The gains are in part thanks to Optane DC PM’s two operating modes: App Direct mode and Memory mode. App Direct mode allows apps to tap into Optane caches and DRAM directly, while Memory mode enables software running in a supported operating system or virtual environment to use DRAM as a cache and Optane as volatile memory.
Intel launched a beta for Optane DC PM on October 30. Google — an early partner — recently announced the alpha availability of virtual machines with 7TB of memory using Intel Optane DC PM and said that some of its customers have seen a 12 times improvement in SAP Hana startup times.
“We remain highly focused on delivering a wide range of workload-optimized solutions that best meet our customers’ system requirements,” Spelman said.

Looking ahead

Intel executive vice president Navin Shenoy at Intel's Data Centric Innovation Summit.

Above: Intel executive vice president Navin Shenoy at Intel’s Data Centric Innovation Summit.

Image Credit: Dean Takahashi

The Xeon E-2100 series launch comes ahead of next-generation platforms set to debut in 2019.
Intel earlier this year teased Cooper Lake, a new 14-nanometer Xeon Scalable chip with better performance, new input-output features, instruction improvements dubbed Intel DL Boost, and Optane support.
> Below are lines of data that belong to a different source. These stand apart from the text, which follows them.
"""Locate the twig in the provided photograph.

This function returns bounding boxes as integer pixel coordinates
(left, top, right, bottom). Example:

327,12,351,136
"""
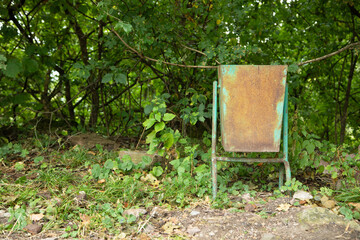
297,42,360,66
135,127,145,150
7,216,20,237
137,207,157,233
110,28,218,69
181,44,221,65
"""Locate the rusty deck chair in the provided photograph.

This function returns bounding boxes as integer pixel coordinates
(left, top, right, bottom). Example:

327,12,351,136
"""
211,65,291,199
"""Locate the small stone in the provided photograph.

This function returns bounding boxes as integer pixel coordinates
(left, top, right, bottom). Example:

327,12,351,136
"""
144,223,155,233
24,223,42,234
241,193,254,203
75,191,86,201
322,200,336,209
261,233,275,240
186,226,201,235
244,203,256,212
293,190,313,200
190,210,200,216
320,196,329,204
124,208,147,218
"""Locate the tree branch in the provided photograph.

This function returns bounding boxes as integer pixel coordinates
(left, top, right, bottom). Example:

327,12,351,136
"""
110,28,217,69
297,42,360,66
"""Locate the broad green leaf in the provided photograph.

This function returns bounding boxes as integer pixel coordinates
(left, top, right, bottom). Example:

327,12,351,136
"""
91,164,101,179
143,118,156,129
115,21,132,33
104,159,115,169
151,166,164,177
155,113,161,122
146,131,156,143
0,53,6,70
155,122,165,132
288,63,299,73
22,57,39,73
3,58,22,78
164,133,174,149
101,73,113,83
34,156,44,163
163,113,175,122
114,73,127,84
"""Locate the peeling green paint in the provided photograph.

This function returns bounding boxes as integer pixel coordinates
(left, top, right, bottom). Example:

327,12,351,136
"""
274,102,284,144
221,65,236,76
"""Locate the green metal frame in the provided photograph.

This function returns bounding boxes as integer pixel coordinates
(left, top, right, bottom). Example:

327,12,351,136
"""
211,81,291,199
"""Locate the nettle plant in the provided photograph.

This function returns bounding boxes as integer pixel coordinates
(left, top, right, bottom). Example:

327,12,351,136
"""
143,94,181,158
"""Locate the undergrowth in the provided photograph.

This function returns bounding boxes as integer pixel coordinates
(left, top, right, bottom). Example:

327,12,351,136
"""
0,125,360,238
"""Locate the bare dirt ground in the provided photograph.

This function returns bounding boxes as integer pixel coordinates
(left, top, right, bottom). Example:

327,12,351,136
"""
0,197,360,240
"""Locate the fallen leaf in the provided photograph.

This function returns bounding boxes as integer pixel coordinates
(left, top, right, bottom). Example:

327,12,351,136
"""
349,203,360,211
161,222,180,234
244,203,256,212
79,213,92,226
140,173,160,187
276,203,291,212
98,179,106,184
30,213,44,222
24,223,42,234
139,233,151,240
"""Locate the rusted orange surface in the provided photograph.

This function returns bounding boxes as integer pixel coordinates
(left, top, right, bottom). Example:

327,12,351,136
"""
219,65,287,152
Cooper Lake will launch in 2019.
Ice Lake, meanwhile, is a 10-nanometer Intel Xeon Scalable processor that shares Cooper Lake features. It’s planned for 2020 shipments.
One thing’s clear: Intel is positioning its chip business for growth. In August, the company announced it had sold more than 220 million Xeon processors over the past 20 years, generating $130 billion in revenues. That’s a far cry from the $200 billion the server, storage, and network market is expected to be worth in 2022, but Intel intends to close the gap aggressively, with plans to capture $20 billion in the next four years.
Artificial intelligence (AI) remains a principal focus — showcased by its partnerships with Scanline VFX, which used 2,500 Xeon Scalable processors to computer-generate a 75 foot-long prehistoric shark in sci-fi film The Meg, and Philips, which tapped Xeon chips to speed up AI medical scan analysis. Intel said this summer that its Xeon CPUs generated $1 billion in revenue in 2017 for use in AI applications, which it believes will grow to $10 billion by 2022.
Intel’s Q3 2018 data-centric businesses grew 22 percent, led by 26 percent year-over-year growth in the Data Center Group (DCG).
“We are positioned to play in all segments,” Naveen Rao, corporate vice president at Intel’s AI products group, told VentureBeat in an interview earlier in August. “This growth is just beginning. It feels like we are in the top of the second inning.”